L'année dernière, Bernard Tirtiaux a publié deux ouvrages à la fois: un roman, Prélude de cristal, et un recueil de poèmes, Lueurs. Le premier titre vient de reparaître au format de poche, j'en profite pour reprendre, dans l'échange que nous avions eu à l'époque, tout ce qui concerne le roman. La plus grande partie, en fait.
Verrier,
écrivain, homme de spectacle… Y a-t-il une hiérarchie entre ces différentes
activités ?
Qu’il s’agisse de verre, d’écriture, de spectacle, chaque activité est
cheminement d’une envie de montrer voir, de dire, de communiquer. Au fond, je
fais mon marché entre ces véhicules divers, ces canaux différents pour partager
au mieux ce que j’ai à partager. Je n’ai pas une impression d’éparpillement en
procédant de la sorte. Au contraire, mes activités se sont toujours nourries
entre elles. Ma poésie, mes romans ont pris corps dans mon atelier pendant les
attributions de couleurs, la découpe où le montage des verres en vitraux. En
réponse, chaque roman à été un tournant dans l’évolution de mon travail autour
du verre et de la lumière. Le passeur de lumière m’a conduit vers la sculpture, Les sept couleurs du vent vers la création d’instruments de verre, Aubertin
d’Avalon vers le cristal, etc.
L’alliance de
la lumière et de la musique est-elle de celles qui vous séduisent
particulièrement ?
Mes spectacles dont je conçois et construis les décors sont réceptacles
de mes passions, générés par elles. Ils répondent à un besoin qui m’est vital d’entrer
en partage avec l’humain, le public, de rompre avec la solitude de l’atelier et
de l’écritoire pour aller au feu. Musique, poésie et lumière font partie du
même tiroir dans ma tète. Pour moi, l’un ne va pas sans l’autre. J’ai une gamme
de tons, un nuancier et la réflexion d’un vitrail sur un mur chante à mes yeux.
Roman d’amour,
roman d’aventures, social en Belgique et sociétal en Amérique, Prélude de
cristal est d’abord le roman d’une femme. Quelle difficulté particulière y
a-t-il eu à épouser sa voix et ses émotions ?

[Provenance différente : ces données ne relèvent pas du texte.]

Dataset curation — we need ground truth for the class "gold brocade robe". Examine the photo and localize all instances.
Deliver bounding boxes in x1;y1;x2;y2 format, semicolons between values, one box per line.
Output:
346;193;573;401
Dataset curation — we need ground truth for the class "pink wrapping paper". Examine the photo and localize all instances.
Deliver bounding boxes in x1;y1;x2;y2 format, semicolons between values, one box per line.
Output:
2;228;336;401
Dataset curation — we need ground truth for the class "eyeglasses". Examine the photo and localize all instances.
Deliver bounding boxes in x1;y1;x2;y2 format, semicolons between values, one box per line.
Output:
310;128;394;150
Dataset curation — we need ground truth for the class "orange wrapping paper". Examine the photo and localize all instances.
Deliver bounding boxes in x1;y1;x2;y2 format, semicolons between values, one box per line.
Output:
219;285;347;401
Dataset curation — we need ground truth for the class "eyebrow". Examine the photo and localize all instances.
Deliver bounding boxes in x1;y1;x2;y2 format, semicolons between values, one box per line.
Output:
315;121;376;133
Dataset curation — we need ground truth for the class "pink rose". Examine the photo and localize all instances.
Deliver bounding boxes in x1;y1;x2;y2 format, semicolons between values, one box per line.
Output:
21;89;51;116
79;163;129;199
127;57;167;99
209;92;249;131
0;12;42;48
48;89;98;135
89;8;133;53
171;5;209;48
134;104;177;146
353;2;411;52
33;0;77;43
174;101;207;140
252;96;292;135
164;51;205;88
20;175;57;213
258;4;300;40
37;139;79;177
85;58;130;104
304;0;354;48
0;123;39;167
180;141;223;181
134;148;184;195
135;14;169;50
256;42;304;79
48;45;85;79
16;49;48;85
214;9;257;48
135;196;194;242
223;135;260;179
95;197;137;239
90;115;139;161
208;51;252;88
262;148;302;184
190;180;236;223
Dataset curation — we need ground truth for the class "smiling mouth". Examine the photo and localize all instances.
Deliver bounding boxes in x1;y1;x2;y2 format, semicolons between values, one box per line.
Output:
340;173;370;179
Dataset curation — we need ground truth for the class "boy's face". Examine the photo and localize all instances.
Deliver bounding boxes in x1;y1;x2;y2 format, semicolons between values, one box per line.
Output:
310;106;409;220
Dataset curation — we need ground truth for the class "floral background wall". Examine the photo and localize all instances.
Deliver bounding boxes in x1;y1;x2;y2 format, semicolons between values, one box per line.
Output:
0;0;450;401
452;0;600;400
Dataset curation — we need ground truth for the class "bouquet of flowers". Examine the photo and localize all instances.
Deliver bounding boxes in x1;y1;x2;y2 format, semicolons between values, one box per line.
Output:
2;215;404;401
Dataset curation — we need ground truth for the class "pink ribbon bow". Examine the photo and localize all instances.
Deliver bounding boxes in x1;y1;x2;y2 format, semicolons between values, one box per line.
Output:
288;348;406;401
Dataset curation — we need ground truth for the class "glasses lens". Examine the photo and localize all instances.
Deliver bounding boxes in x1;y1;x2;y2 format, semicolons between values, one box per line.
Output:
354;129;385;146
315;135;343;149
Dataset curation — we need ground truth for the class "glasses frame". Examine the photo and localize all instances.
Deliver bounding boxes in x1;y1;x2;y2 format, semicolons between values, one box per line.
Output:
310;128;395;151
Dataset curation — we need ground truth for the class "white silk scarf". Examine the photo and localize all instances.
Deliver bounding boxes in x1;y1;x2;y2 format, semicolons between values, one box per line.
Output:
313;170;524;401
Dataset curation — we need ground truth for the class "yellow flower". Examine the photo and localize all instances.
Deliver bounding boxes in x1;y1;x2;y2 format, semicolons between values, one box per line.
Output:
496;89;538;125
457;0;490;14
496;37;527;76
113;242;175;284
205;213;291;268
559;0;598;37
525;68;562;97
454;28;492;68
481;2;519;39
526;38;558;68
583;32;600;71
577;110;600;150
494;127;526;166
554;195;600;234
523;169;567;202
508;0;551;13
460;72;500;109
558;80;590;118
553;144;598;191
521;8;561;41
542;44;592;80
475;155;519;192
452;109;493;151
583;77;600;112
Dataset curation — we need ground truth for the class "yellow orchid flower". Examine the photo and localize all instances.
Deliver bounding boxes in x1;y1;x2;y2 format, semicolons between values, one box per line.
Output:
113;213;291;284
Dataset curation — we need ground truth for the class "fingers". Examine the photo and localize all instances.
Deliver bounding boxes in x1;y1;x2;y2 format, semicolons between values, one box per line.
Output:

Le roman cherche à prendre corps, donner vie aux choses, aux rêves et
aux êtres. En l’état, Prélude de cristal
m’obligera à quitter ma place de narrateur pour m’identifier à Lena et accepter
le pari périlleux et extraordinaire de devenir « elle » et de me
mettre à l’écoute de tout ce que le féminin m’a apporté et m’apporte dans le
quotidien. Contrairement à Freud qui déclara de façon abrupte n’avoir rien
compris aux femmes au terme de 35 années d’analyse, je dirai humblement que d’avoir
habité une année le personnage de Lena, comme s’il m’avait été demandé de jouer
ce rôle au théâtre, m’a fortement enrichi et a modifié un perçu du féminin qui
était parfois caricatural ou superficiel.
Saviez-vous, en
commençant ce livre, jusqu’où il vous entraînerait, géographiquement et
psychologiquement ?
Comme pour mes autres romans, l’histoire contée dans ce livre m’était
connue le jour où j’ai ouvert mon épais cahier cartonné pour l’écrire. Le
matériau était là. Les grèves sauvages de 1886 qui signent la fin du règne des
souffleurs de verre en région de Charleroi (dont je suis originaire) et les
contraint à s’exiler vers des cieux plus cléments. L’harmonica de verre et ses
sons éthérés. L’amour de la harpe et d’une harpiste, Maria Palatine. Tout est
en place quand je me lance dans cette aventure. Une surprise m’attend en cours
de travail, une obligation de me défaire de ma solide carcasse de bâtisseur
tout défi confondu pour entrer dans une forme de fragilité, d’ouverture aux
autres et à ce que la vie nous propose ou nous enlève, me coller à la voix du cœur.